Dear Peach: Stopping the Spiral, The Jungian Symbology of Your Ex, and Presence With Psychosis
dear peach is the advice column, accepting mail at peachbellini444@gmail.com. some letters have been edited for clarity. i’ve also given you a pseudonym if you did not give one to yourself, because i have one and i didn’t want you to feel lonely. you can write to peach at any time using the email above.
dear peach,
I’m in a period of transition and have been grappling with a lot of internal struggle, it’s usually centered on the feeling of “I hate feeling X, and I’m going to feel like this forever”. This feeling of being permanently trapped in a negative situation (mental illness, bad job, loneliness, etc) sends me into a negative spiral that can last a couple days. The spiral feels so much more intense than the situation usually warrants but it’s also impossible to stop.
I’ve read some of the famous books about Buddhism, but I struggle with really internalizing the feeling that difficult things will not last forever. It just feels so intense in the moment, and while I know that I’ll feel better one day, it’s hard to make that feel real to me now.
Do you have any advice to break through the illusion that things will be this way forever?
Best,
Miss Myopia
dear miss myopia,
picture this: you’re in the woods. you’re a caveperson. in the distance, you sense a rustling, then a rumbling, and then the figure of a very real bear appears several meters away. it’s running towards you - and fast (i forget which kind of bear you’re supposed to play dead with vs run from but, for sake of metaphor, let’s say this is the running bear).

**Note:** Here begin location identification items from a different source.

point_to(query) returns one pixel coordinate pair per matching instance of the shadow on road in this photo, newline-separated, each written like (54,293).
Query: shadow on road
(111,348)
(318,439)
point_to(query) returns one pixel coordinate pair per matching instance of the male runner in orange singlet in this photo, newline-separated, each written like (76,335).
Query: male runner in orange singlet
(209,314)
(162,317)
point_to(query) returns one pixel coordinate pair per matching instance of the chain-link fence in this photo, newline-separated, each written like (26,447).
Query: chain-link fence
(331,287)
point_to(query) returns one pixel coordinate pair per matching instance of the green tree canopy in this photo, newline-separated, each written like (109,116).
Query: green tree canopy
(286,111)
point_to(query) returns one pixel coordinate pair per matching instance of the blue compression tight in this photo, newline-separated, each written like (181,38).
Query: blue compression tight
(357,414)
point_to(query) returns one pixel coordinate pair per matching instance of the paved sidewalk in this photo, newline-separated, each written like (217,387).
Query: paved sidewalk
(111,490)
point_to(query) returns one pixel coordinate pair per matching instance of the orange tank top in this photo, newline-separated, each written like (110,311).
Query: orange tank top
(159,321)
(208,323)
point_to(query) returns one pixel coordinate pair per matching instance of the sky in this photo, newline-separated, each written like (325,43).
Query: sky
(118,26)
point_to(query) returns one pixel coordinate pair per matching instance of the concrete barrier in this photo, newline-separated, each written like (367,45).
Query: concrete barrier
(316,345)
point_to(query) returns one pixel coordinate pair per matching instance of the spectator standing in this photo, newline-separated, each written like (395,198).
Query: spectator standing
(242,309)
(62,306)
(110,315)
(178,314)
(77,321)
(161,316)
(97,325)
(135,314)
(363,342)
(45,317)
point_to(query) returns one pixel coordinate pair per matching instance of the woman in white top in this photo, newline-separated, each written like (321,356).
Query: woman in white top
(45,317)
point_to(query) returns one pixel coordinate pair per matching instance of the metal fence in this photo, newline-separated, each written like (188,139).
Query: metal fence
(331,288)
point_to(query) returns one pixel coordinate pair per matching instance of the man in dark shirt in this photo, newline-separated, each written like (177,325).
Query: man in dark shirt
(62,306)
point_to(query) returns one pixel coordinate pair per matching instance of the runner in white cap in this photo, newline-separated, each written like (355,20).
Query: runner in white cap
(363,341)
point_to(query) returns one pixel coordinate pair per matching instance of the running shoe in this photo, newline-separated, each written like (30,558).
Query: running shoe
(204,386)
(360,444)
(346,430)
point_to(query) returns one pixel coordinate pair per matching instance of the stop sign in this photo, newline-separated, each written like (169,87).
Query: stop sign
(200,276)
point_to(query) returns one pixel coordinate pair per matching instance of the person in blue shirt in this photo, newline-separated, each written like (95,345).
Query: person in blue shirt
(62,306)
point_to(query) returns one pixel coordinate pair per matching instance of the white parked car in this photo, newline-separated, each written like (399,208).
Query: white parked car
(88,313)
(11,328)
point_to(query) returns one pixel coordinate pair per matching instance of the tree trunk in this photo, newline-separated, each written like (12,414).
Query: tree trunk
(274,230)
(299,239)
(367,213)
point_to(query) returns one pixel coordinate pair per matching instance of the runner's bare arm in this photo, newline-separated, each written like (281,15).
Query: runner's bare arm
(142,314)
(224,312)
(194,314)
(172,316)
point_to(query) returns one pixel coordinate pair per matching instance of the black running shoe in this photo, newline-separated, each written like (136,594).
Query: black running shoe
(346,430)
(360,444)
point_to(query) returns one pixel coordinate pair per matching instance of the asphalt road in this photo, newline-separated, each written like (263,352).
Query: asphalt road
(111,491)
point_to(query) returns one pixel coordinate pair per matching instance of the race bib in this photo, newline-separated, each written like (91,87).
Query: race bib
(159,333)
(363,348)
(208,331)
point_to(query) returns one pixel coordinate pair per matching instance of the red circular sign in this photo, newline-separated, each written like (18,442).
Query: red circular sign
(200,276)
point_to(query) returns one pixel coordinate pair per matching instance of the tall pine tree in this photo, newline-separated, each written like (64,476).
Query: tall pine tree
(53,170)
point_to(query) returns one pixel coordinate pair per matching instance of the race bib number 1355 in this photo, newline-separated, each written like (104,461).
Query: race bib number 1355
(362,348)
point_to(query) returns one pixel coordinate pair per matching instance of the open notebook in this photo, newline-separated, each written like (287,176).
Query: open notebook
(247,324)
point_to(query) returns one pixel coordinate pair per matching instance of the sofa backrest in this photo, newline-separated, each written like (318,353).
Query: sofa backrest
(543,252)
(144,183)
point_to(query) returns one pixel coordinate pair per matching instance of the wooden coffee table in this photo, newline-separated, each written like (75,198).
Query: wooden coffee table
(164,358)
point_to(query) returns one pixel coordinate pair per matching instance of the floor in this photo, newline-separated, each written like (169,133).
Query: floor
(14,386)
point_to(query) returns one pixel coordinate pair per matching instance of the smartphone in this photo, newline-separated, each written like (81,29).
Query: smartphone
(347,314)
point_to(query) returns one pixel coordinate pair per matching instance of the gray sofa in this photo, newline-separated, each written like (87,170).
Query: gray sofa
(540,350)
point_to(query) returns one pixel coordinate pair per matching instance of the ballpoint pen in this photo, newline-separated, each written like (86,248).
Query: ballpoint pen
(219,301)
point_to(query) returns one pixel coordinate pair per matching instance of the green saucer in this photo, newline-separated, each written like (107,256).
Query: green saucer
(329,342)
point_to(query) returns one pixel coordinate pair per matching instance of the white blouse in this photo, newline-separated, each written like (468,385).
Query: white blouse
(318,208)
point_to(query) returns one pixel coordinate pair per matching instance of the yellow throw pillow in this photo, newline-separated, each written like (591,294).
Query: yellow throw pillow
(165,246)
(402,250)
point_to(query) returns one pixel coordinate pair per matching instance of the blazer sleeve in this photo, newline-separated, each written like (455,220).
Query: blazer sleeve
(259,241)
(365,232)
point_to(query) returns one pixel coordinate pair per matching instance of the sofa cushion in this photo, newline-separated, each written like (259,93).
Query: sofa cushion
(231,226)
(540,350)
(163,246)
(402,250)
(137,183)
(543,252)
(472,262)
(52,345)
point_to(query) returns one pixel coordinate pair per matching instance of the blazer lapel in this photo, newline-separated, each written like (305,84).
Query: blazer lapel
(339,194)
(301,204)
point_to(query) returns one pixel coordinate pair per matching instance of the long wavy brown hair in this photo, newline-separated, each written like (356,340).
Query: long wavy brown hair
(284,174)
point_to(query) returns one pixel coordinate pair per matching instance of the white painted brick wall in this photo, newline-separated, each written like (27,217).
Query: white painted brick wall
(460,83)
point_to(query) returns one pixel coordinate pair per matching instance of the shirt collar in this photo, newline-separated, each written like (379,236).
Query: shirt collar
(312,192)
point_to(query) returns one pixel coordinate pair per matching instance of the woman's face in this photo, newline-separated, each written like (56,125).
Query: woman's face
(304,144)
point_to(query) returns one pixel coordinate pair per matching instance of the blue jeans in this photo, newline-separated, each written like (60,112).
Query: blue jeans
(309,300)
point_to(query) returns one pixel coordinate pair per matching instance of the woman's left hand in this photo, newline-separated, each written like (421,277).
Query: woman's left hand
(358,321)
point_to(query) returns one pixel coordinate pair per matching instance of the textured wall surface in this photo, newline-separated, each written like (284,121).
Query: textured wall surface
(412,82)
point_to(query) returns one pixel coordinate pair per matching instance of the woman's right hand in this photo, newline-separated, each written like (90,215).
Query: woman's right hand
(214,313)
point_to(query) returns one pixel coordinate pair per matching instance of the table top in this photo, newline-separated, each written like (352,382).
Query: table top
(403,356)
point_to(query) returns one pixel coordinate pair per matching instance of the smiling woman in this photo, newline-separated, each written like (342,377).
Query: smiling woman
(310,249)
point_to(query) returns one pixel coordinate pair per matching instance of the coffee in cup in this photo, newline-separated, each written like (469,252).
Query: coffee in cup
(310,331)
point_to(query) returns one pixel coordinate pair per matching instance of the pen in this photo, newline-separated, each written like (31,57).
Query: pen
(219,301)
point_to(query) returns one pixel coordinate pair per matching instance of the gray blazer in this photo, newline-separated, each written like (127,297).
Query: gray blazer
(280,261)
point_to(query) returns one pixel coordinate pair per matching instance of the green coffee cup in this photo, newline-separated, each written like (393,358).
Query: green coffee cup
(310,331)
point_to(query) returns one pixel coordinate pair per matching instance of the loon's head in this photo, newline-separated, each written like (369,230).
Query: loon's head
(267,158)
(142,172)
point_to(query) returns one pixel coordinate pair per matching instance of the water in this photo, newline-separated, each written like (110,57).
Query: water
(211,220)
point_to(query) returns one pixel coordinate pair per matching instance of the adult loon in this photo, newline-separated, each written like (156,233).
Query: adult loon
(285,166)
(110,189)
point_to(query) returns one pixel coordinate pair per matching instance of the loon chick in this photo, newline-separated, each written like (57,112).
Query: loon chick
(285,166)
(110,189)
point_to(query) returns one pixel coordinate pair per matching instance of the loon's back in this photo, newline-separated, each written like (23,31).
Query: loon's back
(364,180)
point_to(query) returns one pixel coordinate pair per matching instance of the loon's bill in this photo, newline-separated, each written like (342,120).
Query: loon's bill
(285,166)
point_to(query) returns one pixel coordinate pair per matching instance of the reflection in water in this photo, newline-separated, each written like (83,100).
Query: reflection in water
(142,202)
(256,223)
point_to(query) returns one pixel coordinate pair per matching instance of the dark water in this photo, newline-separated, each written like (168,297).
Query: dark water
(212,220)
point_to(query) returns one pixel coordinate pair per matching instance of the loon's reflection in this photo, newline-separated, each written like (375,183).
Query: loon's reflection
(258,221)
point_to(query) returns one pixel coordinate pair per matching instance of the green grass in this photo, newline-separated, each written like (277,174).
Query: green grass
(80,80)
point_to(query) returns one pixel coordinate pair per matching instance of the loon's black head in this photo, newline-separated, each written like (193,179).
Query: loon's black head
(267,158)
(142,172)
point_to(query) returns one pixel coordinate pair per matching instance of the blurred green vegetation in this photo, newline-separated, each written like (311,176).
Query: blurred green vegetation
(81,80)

do you sit your loincloth ass down on the smooth rock below and say to yourself, now let’s not get irrational here, because surely at some point all will be well and there won’t be a bear chasing me anymore. this can’t last forever. this is only a season of life! breathe<3
no! you run. obviously.
the brain is really good at a lot of things, but nuance is not really one of them. as living beings, we need to know when things are life-threatening. it doesn’t serve us, evolutionarily, to sit around contemplating the nature of existence all the time. it takes a lot of work to train the brain beyond evolution, beyond trauma, beyond a state of hyper-aware protection.
because that’s really what is happening here - you’re trying to protect yourself. the brain catastrophizes because it wants you to live. you’re lonely, therefore cut off from the group, therefore will die alone in the cold while the rest huddle together for warmth. you’re mentally ill, therefore fundamentally broken and wrong, and we need to figure out what’s happening with you and how to fix it so you can be normal and do normal people things with the normal people. do you see a pattern?
the most important thing i know is this, said best by gabor maté: “safety is not the absence of threat, but the presence of connection.”
what you’re describing here is a total system overwhelm - a spiral that wants to look endlessly into the future because it is scared to be with itself. you can choose not to be scared of it. you’re older and wiser than the part of you that feels paralyzed. you may even find that, once you get closer, everything gets a bit smaller. sometimes we are big to ourselves because we otherwise our Self won’t pay attention.
you wrote that the spiral of dread is “impossible to stop,” which may be true. so, what if you didn’t try to stop it? an animal in a cage will thrash about and hurt itself. an animal in a field will lie down.